Results of the Aussie Millions Main Events

Here is a list of the results of the Aussie Millions Main Events throughout the years:
* 1998 – Alex Horowitz beats Ken Eastwood for a prize of AU$25,900
* 1999 – Milo Nadalin beats Adam Haman for a prize of AU$38,150
* 2000 – Leo Boxell beats Gerry Fitt for a prize of AU$65,225
* 2001 – Sam Korman beats Eric Sclavos for a prize of AU$53,025
* 2002 – John Maver beats John Homann for a prize of AU$150,000
* 2003 – Peter Costa beats Leo Boxell for a prize of AU$394,870
* 2004 – Tony Bloom beats Jesse Jones for a prize of AU$426,500
* 2005 – Jamil Dia beats Mike Simkin for a prize of AU$1,000,000
* 2006 – Lee Nelson beats Robert Neary for a prize of AU$1,295,800
* 2007 – Gus Hansen beats Jimmy Fricke for a prize of AU$1,500,000
* 2008 – Alexander Kostritsyn beats Erik Seidel for a prize of AU$1,650,000

Qualifying for the Aussie Millions Main Event

Throughout the years, the Aussie Millions tournament has attracted numerous players from all walks of life, including both amateur and professional players. The 2009 Crown Aussie Millions tournament features a guaranteed championship prize of AU$2 million. Whether you are a professional player or an amateur, there are a few ways that you can qualify to play in the No Limits Hold 'Em Aussie Millions Main Event. The first way to qualify for the Main Event is to register and pay the buy-in fee, which will be AU$10,500. The online registration for those who want to join the 2009 Aussie Millions Main Event begins on the first of November 2008.
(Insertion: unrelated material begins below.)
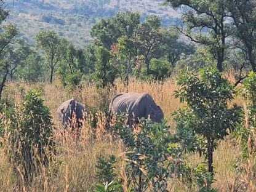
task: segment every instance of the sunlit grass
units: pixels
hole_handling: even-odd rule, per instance
[[[17,104],[20,103],[24,94],[29,89],[36,89],[42,92],[44,103],[51,110],[53,117],[54,138],[56,153],[47,151],[47,156],[54,156],[54,161],[48,166],[37,167],[38,174],[29,185],[23,183],[22,175],[17,167],[8,160],[4,150],[0,151],[0,191],[86,191],[93,190],[98,183],[95,175],[98,158],[114,154],[118,160],[118,177],[122,178],[124,188],[128,190],[127,175],[124,174],[124,156],[125,149],[120,140],[114,138],[109,130],[107,110],[111,98],[122,92],[148,92],[162,108],[170,132],[175,132],[175,122],[172,112],[182,108],[174,93],[178,87],[175,80],[169,79],[164,82],[141,82],[132,79],[128,86],[116,82],[116,86],[97,89],[89,82],[84,82],[81,87],[72,92],[65,90],[56,81],[53,84],[38,83],[28,84],[24,82],[12,82],[7,85],[4,98],[9,97]],[[57,119],[57,109],[59,105],[71,98],[76,98],[88,110],[88,119],[81,129],[79,138],[74,132],[63,132],[62,126]],[[6,98],[7,99],[7,98]],[[237,97],[234,103],[242,105],[244,101]],[[8,147],[8,146],[6,146]],[[255,157],[243,161],[241,158],[242,150],[239,140],[231,136],[220,141],[214,154],[214,167],[216,180],[214,187],[220,191],[255,191],[255,183],[250,182],[256,174]],[[185,162],[196,166],[204,159],[198,154],[190,154],[183,159]],[[238,167],[243,170],[238,174]],[[22,169],[22,167],[19,167]],[[177,180],[172,191],[194,191],[196,181],[190,183]],[[247,191],[243,191],[246,188]],[[236,190],[237,191],[236,191]]]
Another way to get a seat at the 2009 Aussie Millions is to win your seat. You can win your seat in one of two ways: through satellite tournaments or through free-roll tournaments. Satellite tournaments are poker tournaments that usually have smaller buy-ins than the actual main event buy-in. Players can join satellite tournaments through the Internet at actual establishments where Aussie Millions satellite tournaments are held. Free-roll tournaments, on the other hand, are free tournaments that people can join through the Internet.
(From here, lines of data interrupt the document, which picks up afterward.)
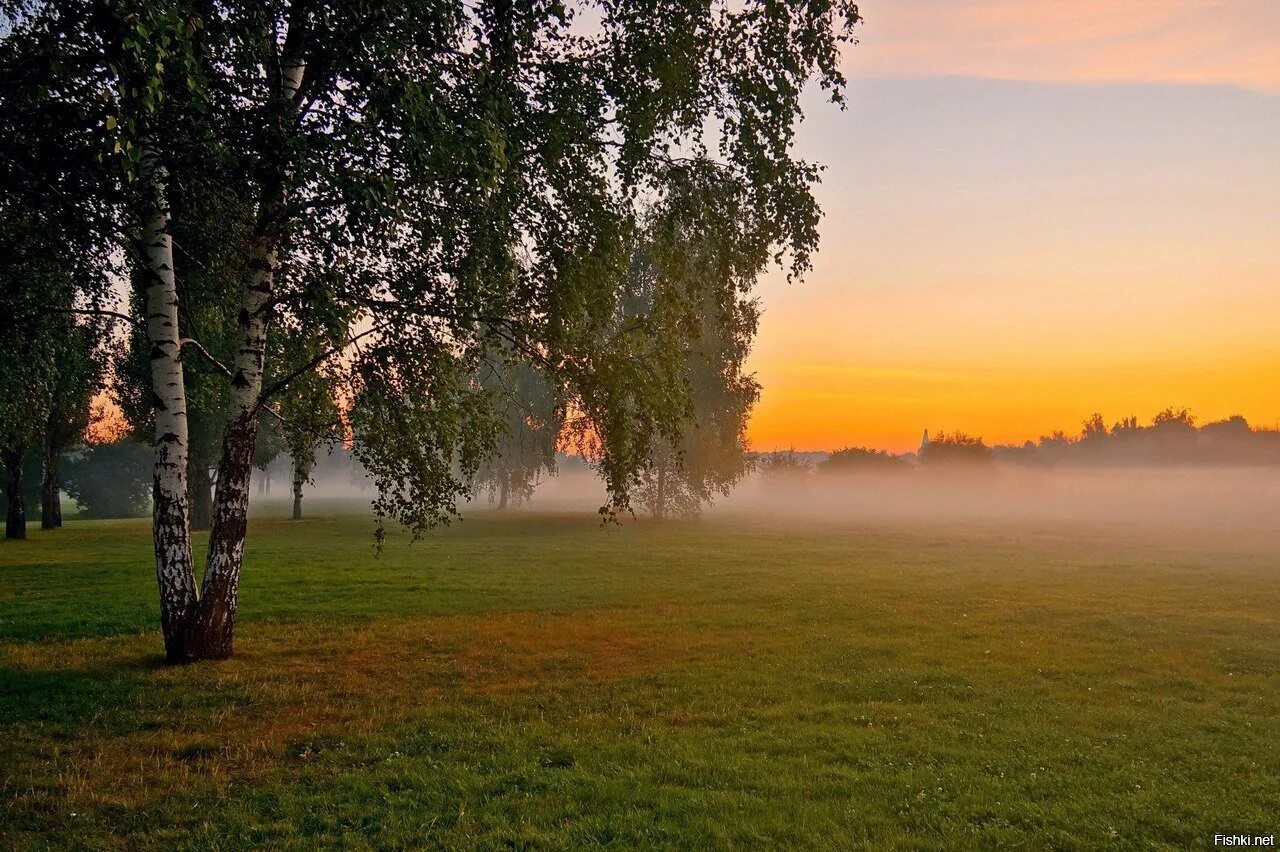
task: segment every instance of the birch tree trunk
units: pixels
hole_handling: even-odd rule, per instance
[[[63,526],[61,477],[58,467],[63,458],[63,448],[52,436],[46,435],[44,444],[44,469],[40,478],[40,528],[58,530]]]
[[[204,453],[195,446],[187,469],[191,477],[187,487],[191,495],[191,528],[207,530],[214,518],[214,484],[209,478],[209,459],[204,458]]]
[[[301,459],[293,459],[293,519],[302,519],[302,486],[306,485],[307,472]]]
[[[165,655],[179,661],[191,658],[188,628],[200,599],[187,517],[187,389],[182,377],[166,175],[151,152],[142,155],[140,174],[150,193],[142,224],[142,251],[147,266],[147,342],[151,344],[156,421],[151,523]]]
[[[284,59],[280,63],[278,97],[282,109],[278,129],[282,139],[289,133],[289,125],[297,116],[297,95],[302,87],[303,68],[297,59]],[[230,656],[233,650],[244,536],[248,532],[250,481],[266,359],[266,330],[289,183],[287,152],[278,151],[276,156],[280,157],[278,171],[264,187],[250,276],[241,294],[241,343],[232,362],[229,420],[223,432],[223,452],[218,463],[209,560],[200,588],[198,613],[192,626],[191,651],[200,659],[223,659]]]
[[[22,481],[22,450],[6,449],[4,452],[5,471],[5,508],[4,537],[27,537],[27,495],[23,491]]]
With Crown Casino's Super Poker Week: 3 Phase Satellite Program, you can win your way to the Aussie Millions Main Event in three steps. All three steps follow a multi-table format. The first step features a AU$65 buy-in, where one in five can win entry into phase 2. The second phase features a AU$250 satellite and, again, one in five wins entry into phase 3. Finally, the last phase features a AU$1,150 satellite for a chance to win an Aussie Millions Main Event seat worth AU$10,500. Be sure to take note of all of the rules and regulations for qualifying and joining in the Aussie Millions Main Event.
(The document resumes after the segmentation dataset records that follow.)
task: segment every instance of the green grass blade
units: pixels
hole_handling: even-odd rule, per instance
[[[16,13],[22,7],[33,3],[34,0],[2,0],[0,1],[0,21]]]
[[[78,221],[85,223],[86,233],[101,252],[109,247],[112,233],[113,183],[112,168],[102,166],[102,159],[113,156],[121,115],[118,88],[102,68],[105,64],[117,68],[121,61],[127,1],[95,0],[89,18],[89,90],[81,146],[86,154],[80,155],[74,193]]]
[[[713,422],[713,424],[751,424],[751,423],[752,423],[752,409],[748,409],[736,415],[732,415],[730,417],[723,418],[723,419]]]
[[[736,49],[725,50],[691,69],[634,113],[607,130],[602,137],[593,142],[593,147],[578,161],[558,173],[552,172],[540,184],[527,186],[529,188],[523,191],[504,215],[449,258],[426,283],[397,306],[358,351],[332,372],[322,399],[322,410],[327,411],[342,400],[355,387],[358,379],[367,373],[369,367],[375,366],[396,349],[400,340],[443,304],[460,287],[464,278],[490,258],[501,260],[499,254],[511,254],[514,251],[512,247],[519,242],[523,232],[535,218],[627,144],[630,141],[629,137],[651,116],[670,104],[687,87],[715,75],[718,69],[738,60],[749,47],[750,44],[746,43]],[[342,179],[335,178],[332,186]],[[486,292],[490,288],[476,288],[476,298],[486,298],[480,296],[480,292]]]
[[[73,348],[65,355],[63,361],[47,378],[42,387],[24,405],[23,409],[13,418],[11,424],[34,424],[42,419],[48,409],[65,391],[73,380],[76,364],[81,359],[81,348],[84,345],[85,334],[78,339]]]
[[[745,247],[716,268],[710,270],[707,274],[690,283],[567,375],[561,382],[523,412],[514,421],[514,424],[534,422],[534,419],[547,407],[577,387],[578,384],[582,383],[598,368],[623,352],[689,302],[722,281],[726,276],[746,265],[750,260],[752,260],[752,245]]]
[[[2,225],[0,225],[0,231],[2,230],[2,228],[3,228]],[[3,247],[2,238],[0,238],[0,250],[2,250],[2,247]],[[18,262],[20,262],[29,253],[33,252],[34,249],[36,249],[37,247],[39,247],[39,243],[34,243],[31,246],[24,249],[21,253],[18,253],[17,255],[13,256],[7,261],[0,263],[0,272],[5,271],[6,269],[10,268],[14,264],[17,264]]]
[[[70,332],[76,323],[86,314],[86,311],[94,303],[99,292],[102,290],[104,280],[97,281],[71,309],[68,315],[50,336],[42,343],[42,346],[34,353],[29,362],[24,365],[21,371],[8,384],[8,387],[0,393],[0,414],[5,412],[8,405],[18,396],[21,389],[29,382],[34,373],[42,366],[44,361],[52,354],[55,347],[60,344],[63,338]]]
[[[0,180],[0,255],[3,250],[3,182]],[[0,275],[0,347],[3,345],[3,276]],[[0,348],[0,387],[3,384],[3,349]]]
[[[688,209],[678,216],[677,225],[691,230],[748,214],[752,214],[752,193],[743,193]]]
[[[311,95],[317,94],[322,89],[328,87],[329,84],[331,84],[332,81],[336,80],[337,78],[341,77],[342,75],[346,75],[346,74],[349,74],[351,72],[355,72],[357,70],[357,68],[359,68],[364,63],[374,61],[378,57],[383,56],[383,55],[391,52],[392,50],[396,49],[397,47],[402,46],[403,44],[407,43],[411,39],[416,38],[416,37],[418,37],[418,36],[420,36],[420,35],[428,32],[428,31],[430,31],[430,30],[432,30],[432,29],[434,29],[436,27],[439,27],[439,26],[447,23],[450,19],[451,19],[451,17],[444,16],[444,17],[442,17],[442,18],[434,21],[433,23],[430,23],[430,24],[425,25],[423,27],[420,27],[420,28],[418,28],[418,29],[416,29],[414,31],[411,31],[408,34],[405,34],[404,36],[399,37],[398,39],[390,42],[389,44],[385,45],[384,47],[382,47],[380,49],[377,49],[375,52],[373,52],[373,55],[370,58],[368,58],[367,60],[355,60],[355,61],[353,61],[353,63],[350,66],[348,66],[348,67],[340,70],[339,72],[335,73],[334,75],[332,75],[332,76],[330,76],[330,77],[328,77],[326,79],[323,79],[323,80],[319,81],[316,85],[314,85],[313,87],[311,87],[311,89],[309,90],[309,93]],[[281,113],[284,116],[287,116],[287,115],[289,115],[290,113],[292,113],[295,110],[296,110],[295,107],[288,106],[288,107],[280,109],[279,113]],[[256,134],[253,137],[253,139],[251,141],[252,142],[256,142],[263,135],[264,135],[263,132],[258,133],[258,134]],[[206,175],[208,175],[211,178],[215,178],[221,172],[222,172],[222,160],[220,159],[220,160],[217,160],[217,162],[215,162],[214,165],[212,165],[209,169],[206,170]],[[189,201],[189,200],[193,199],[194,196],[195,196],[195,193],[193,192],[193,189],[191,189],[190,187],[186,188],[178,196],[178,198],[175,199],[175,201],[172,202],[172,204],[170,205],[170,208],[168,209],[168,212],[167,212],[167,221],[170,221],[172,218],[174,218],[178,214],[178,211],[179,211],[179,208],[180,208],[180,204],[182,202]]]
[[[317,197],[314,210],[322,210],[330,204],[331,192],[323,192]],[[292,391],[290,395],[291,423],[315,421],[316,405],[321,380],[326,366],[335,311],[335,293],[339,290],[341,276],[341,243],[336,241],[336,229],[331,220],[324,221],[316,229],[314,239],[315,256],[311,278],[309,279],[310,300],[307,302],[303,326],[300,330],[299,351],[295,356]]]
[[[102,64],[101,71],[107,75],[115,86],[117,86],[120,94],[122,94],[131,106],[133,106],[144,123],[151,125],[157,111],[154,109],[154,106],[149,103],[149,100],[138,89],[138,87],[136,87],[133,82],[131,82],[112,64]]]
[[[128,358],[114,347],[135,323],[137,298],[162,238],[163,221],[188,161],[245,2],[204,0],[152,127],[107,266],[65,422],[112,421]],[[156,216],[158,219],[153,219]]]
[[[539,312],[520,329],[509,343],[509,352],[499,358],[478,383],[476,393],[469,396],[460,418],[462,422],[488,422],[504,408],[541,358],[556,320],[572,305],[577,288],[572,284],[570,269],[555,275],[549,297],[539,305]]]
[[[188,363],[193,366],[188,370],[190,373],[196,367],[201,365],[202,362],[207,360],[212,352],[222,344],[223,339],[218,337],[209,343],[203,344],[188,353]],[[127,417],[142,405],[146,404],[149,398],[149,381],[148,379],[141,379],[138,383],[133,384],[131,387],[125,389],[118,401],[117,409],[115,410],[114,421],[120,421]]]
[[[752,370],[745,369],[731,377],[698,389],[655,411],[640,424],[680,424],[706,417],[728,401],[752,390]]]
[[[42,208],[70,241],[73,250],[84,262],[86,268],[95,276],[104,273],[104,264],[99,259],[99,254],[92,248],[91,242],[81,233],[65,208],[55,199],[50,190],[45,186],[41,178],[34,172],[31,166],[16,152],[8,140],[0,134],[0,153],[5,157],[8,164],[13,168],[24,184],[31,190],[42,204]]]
The Aussie Millions has continued to attract more players, fans, and spectators over the years. The guaranteed AU$2 million prize is bound to bring in an even large number of players in the 2009 event. In fact, the Crown Aussie Millions website states that more than 800 players are expected to join in the 2009 Main Even. Aside from the main event, numerous other tournaments will be held. With its continuing growth and development, it is no wonder that the Aussie Millions is one of the largest poker tournaments in the world.